Именно тут двое или трое ребятишек подбежали по песку, и священник помахал деревянной лопаткой, а потом стал театрально постукивать ею по игральным автоматам.

Миглтон догадался, что он мешает детям подойти к страшной груде на берегу.

– Еще одна монетка осталась в этом мире, – сказал отец Браун, – и потом, нам пора домой, пить чай. Знаешь, Дорис, мне нравятся эти игры, которые все кружатся и кружатся, как хоровод. В конце концов Бог велел солнцу и звездам водить хоровод. А другие игры, где один должен настичь другого, где соперники бегут голова к голове, норовя обогнать друг друга – что ж, бывает и хуже. Приятно думать, что Синий Человек и Алый не теряют веселья, они равны, свободны, не обижают друг друга. Как ему хорошо, Алому человеку!

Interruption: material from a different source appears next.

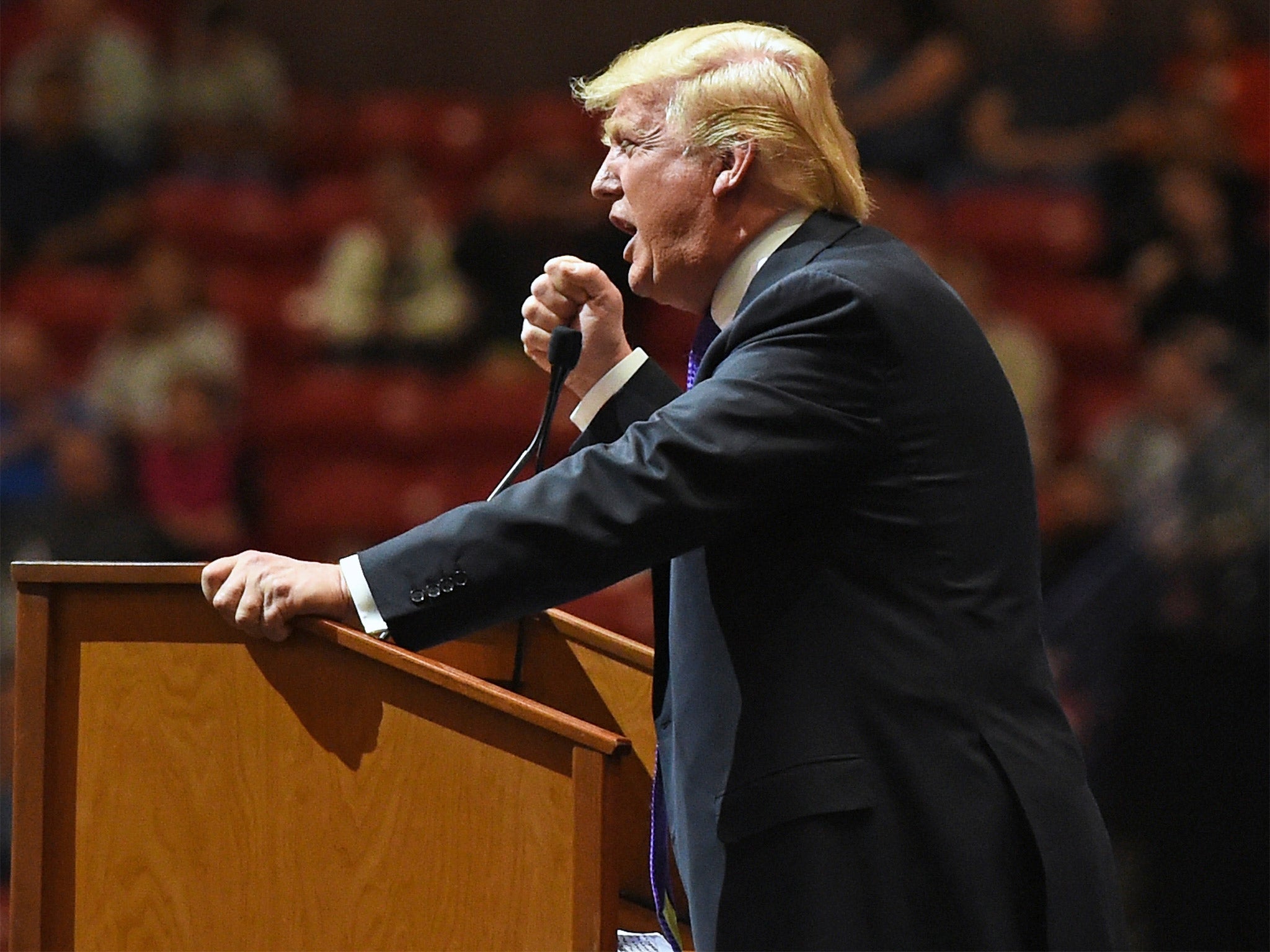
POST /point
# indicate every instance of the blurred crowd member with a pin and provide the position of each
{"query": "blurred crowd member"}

Он не изменится, и не умрет,

И не убьет, как Синий Человек.

С чувством прочитав эти удивительные строки, отец Браун сунул лопатку под мышку, взял за руки двух ребятишек и, тяжело ступая, пошел пить чай.

Преступление коммуниста

Из-под хмурой старинной арки умудренного Мандевильского колледжа на яркий свет бесконечно долгого летнего вечера вышли трое и остановились средь белого дня, точно громом пораженные. То, что они увидели, потрясло их необычайно.

Надвигающейся катастрофы они не почувствовали; но им бросилось в глаза одно разительное противоречие. Сами они ненавязчиво гармонировали с окружением. Старинные арки, обегающие университетские сады монастырской стеной, были возведены четыре столетия назад, когда готика низверглась с небес и низко склонилась, едва ли не сжалась перед уютными вместилищами гуманизма и Возрождения; эти же трое одеты были по моде (иными словами так, что уродству их одеяний подивилось бы любое из четырех столетий), но все же что-то объединяло их с духом этого места.

Сады были разбиты столь искусно, что казались естественными; цветы излучали нечаянную прелесть, словно прекрасные сорняки; а современный костюм был хорош хотя бы своей небрежностью. Первый из трех, высокий, лысый, бородатый, слыл человеком известным в квадратных двориках университета. На нем была мантия и докторская шапочка; мантия то и дело соскальзывала с узких плеч. Второй был невероятно широкоплеч, невысок и крепко сбит. На нем была обычная куртка; он жизнерадостно улыбался, а мантию перекинул через руку. Третий, в черной священнической рясе, был и ростом ниже, и одет попроще. Но все они превосходно смотрелись на фоне Мандевильского колледжа и вполне соответствовали непередаваемой атмосфере одного из старейших университетов Англии. Они так прекрасно отвечали его духу, что казались незаметными; а это здесь любят больше всего.

Два человека, сидевших в садовых креслах за столиком, выделялись черным пятном на серо-зеленом фоне. Одеты они были только в черное и все же сверкали от шелковых цилиндров до лакированных ботинок. Здесь, в тщательно выпестованной свободе Мандевильского колледжа, было почти неприлично одеваться так хорошо. Спасало их только одно – они были иностранцы. Первый, американский миллионер по имени Хейк, отличался тем безукоризненным, истинно джентльменским блеском, который ведом лишь богачам Нью-Йорка. Другой, чьи грехи отягчались еще и каракулевой накидкой (не говоря уж о рыжих бакенбардах), был очень богатым немецким графом, и самая краткая часть его фамилии звучала так: фон Циммерн. Однако тайна этой истории – не в том, как появились в колледже эти джентльмены. Они появились здесь по причине, легко совмещающей несовместимое: решили дать колледжу денег.